THIS WEEK’S MUST-READ BLOGS 🤓
Adversarial ATProto PDS Migration - David Buchanan
https://www.da.vidbuchanan.co.uk/blog/adversarial-pds-migration.html
The AT Protocol (or ATProto if you’re into the whole brevity thing) is a protocol and standard for decentralized social networking. Its best-known use case is probably the Bluesky social media platform (follow me there @drewcm.bsky.social if you like). Because ATProto is decentralized, one of its principles is that you should be able to host your own user data repository (called a PDS) or migrate your PDS from one hosting provider to another as you see fit. This blog provides detailed steps for PDS migration when a hoster isn’t as cooperative as you might hope for. - Drew
Prompt Injection Isn’t a Mystery — It’s Measurable - Cloud Native CISO
https://cloudnativeciso.com/blog/prompt-injection-measurable/
This post provides a useful formula to help you figure out a reasonably credible risk metric around prompt injection attacks. This formula could be useful if you’re trying to budget for AI and LLM security, or you need to go to the business with some numbers to get more budget. - Drew
A Lifeline for Intel, a Political Shield for Nvidia: The $5 Billion Partnership - Tech Soda
https://techsoda.substack.com/p/a-lifeline-for-intel-a-political
Not only did Nvidia get an approximately 4% stake in Intel with its $5 billion investment, it likely also bought some political goodwill with the Trump administration. This post says “In an era of heightened geopolitical tensions and a strong emphasis on domestic manufacturing, securing favor with Washington is a critical business objective.” I agree with that assessment.

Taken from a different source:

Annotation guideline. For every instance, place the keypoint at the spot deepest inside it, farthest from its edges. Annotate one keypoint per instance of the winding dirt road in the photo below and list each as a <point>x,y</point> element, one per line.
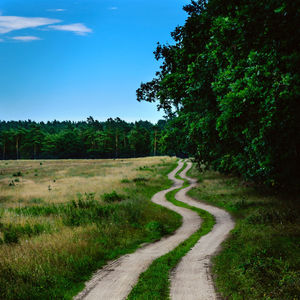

The post also says “This move provides Nvidia with valuable political cover at a time when big tech consolidation is under intense regulatory scrutiny…” I disagree with that assessment. The current administration doesn’t care about tech consolidation or regulations broadly applied. Its modus operandi is purely transactional: what can I get from you right now? So $5 billion might buy some temporary favor, but I wouldn’t bet this is the last transaction Nvidia has to make. - Drew
9 Linux certifications to boost your career - Network World
https://www.networkworld.com/article/4060215/9-linux-certifications-to-boost-your-career.html
A handy overview of various Linux certs, some vendor-neutral and some not. Each cert is listed along with the sorts of things you’re likely to care about when evaluating a certification, including…
Price
Format
Prerequisites
Focus
Salary range
Best for
Recertification
I feel Linux certs are useful for network folks. You’re almost certain to run into Linux in day to day operations, and lots of open source software is happiest in a Linux environment. Pursuing one of the simpler certs from this list might be a good way to get your head around this ubiquitous operating system and way of doing things if you’re unfamiliar. - Ethan
Bots Write Bad Terraform and it’s All Your Fault - Proactive Ops
https://www.proactiveops.io/archive/bots-write-bad-terraform-and-its-all-your-fault/
Dave Hall points out the problem of LLMs generating bad Terraform code, which engineers take and then publish as a valid answer, which the LLMs then train on resulting in Terraform code that’s even worse. This cycle of the blind leading the blind is a reference to model collapse.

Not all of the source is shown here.